Paul Norman McGrath was born on May, 18 1929, he lived in Whitehall, NY before joining the US Navy in 1946 as an enlisted man. He survived the sinking on the submarine USS Cochino (SS-345), which sank after a battery explosion off Norway on August 26, 1949. (In the novel “Blind Man’s Bluff” he is in the picture of the surviving crew, with the jacket marked ETC). He continued his Navy service; in 1958 he was certified as a Navy Nuclear Operator (Certificate #4) and promoted to the Naval Officer ranks in the same year under Captain Hyman G. Rickover at the Naval Nuclear Training Station in West Milton, NY.
Paul retired with 24 years of service as a Lieutenant Commander and wore both Enlisted (silver) and Officer (gold) Submarine Dolphins.
Paul continued his service as a technical assistant to Dr. D. Allan Bromley (5th director of the Office of Science and Technology Policy for George H. W. Bush) at Yale University’s Sloane Physics Lab. During this time, Paul found and helped restored a Van de Graaff generator particle accelerator for physics research in Wright’s lab basement.
Paul was a member of the Holland Club SubVets in Groton, CT (which requires at least 50 years submarine qualification), a member of B.P.O.E. Elks in Westbrook, he volunteered preparing and delivering Meals on Wheels in Clinton, was a member of the Choral Club of Clinton, and a member of the St. Mary’s of the Visitation Catholic Church, as well as a member of the choir as a tenor.
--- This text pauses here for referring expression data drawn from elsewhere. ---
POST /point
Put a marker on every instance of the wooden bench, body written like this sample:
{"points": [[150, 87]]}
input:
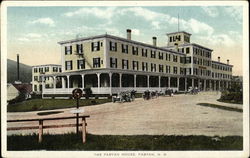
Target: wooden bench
{"points": [[40, 126]]}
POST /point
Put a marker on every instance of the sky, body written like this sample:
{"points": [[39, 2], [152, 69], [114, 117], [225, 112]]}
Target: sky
{"points": [[34, 32]]}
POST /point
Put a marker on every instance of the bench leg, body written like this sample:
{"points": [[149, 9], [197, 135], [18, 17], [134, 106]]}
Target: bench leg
{"points": [[40, 133], [83, 130]]}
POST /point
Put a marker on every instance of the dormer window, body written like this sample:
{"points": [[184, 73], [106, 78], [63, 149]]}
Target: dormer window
{"points": [[79, 49]]}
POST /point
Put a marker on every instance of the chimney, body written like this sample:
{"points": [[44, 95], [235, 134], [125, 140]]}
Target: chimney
{"points": [[128, 34], [18, 79], [154, 41]]}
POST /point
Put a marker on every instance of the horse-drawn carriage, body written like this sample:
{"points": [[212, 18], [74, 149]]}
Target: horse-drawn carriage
{"points": [[126, 96]]}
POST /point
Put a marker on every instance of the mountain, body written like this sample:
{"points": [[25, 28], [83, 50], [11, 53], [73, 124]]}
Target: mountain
{"points": [[25, 72]]}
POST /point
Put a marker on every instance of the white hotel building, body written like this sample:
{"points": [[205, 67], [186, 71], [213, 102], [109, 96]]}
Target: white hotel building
{"points": [[110, 64]]}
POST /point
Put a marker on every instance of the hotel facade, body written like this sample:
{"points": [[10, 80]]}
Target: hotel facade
{"points": [[109, 64], [38, 71]]}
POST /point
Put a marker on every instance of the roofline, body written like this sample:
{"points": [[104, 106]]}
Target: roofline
{"points": [[47, 65], [186, 44], [178, 32], [221, 63], [121, 39]]}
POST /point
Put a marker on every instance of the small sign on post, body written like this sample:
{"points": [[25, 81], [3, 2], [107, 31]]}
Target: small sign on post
{"points": [[77, 94]]}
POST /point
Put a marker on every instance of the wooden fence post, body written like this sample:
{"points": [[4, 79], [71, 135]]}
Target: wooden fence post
{"points": [[40, 132], [83, 130]]}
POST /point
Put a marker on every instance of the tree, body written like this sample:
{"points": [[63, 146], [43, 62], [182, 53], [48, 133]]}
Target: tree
{"points": [[87, 92]]}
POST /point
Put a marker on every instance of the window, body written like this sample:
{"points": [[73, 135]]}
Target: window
{"points": [[194, 60], [160, 68], [96, 62], [153, 67], [182, 71], [175, 58], [41, 70], [144, 66], [188, 60], [113, 46], [188, 71], [68, 65], [113, 62], [124, 64], [55, 69], [168, 69], [175, 70], [95, 46], [35, 78], [168, 56], [46, 69], [144, 52], [81, 64], [135, 65], [187, 51], [124, 48], [152, 54], [135, 50], [68, 50], [79, 49], [161, 55]]}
Paul is survived by his wife of 70 years, Josephine A. McGrath and his five sons (all of which are military veterans) John, Richard, Robert, Gary, and Daniel, his sister Joann Niles and bother Alan McGrath. He will be missed by his six grandchildren.
A Mass of Celebration will be held at St. Mary’s of the Visitation Catholic Church in Clinton on Saturday, October 5, 2019 at 11am, burial in St. Mary’s Cemetery will follow.